JULY
229 The Venue, London, Saturday 23 October 2011
Bugger me, I made it. I knew they wouldn’t be on at 10 prompt. Granted, the Standells had started well early the previous year, but that was in the bigger of this venue’s two rooms. Tonight, Tom Newman, Pete Cook and the rest of West London’s greatest veteran psychedelic collective are in the considerably smaller ‘psych room’ so that Rob Bailey’s ensuing Crossfire allnighter will follow directly on from them, and in organisational terms, it works perfectly.
Yet somehow, whilst their first reunion show at the Lexington earlier this year had been an absolute blinder, there’s something about the overall atmosphere tonight that doesn’t quite come off. OK, sure, the vocal reverb/chorus pedal effect that is so essential to most of their 1968 album is either missing or just extremely inaudible, and that might have a lot to do with it. It also sure as hell doesn’t help that the audience tonight seem disinterested by comparison (maybe precisely because it isn’t the first reunion show anymore) and that the sound quality in the venue is passable at best.
It isn’t as if the band isn’t on form either. If anything, the intermittent five months of rehearsal, during which most performers learn to ‘wear’ their songs like a second skin, have gelled and tightened the band into a unit, with younger members Jim ‘son of Tom’ Newman and Charlie Salvidge (Toy) now fully worked in and functioning as part of a 60-fingered machine. There are less fluffs and misrememberings than at the previous show: the harmonies are perfectly in tune, and they all seem to be able to hear each other. On the other hand, though, there are longer gaps and more meanderings in between tunes, Newman’s introductions are barely audible to us (again, not his fault) and the whole affair seems somehow quite - how best to put it- laboured by comparison. And conversations with several fellow attendees of my acquaintance would seem to confirm it isn’t only me that thinks this.
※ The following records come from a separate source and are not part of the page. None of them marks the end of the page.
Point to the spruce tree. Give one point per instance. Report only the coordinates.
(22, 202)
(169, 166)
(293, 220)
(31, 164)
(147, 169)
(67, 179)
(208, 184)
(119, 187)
What exactly, then, is the problem? I mean, all the requisite ingredients are there. Legendary band? Check. Most of original lineup? Check. New material a bit more gothy and metally than one would expect from a group of such lineage, but still enjoyable, promising and with its heart in the right place? Check. Swirling mist and swathes of long grey hair? Present and correct. Killer 1968 vintage tunes? Well, obviously. My Clown, A Bird Lived, Friendly Man, the eternal proto-prog jam epic Dandelion Seeds, You Missed It All….every single one a definitive stone psych classic, and they wouldn’t have reformed to such an audience in the first place if they weren’t aware of that. Yet somehow, July miss the mark. I’m going to play the wild card and state that if everyone wasn’t continuously talking over them, and I could actually see them (seriously, the sightlines in here have never been great, but tonight they seem even worse) without having to squeeze myself to the front-left-hand-side of the stage, I might have been able to immerse myself in the atmosphere. But so many of us didn’t, and tonight felt as if the band struggled admirably against the odds but still ended up sounding as if they were playing a gig somewhere else down the road while 200 or so of us stood here, some attempting to harken and the rest quite clearly preoccupied by fringe concerns.
No-one should be put off seeing July play by this review- - I certainly haven’t been. No-one should be put off coming to Crossfire either: it’s still undoubtedly one of the best of, if not the very best, of London’s manifold and numerous nights. But sometimes, things just don’t get started, and spend the rest of the night cruising in second gear, and tonight July were indeed stuck in this rut. As Tom Newman says when I tell him this later, every gig is different. Sometimes they just don’t happen, and other times, just as inexplicably, they do, and they’re unbelievable. They were outstanding back in the Spring, and they will no doubt be outstanding again soon. I am also very much looking forward to the new album. After all, if the New York Dolls, Leaf Hound and the likes can pull it off, so can they.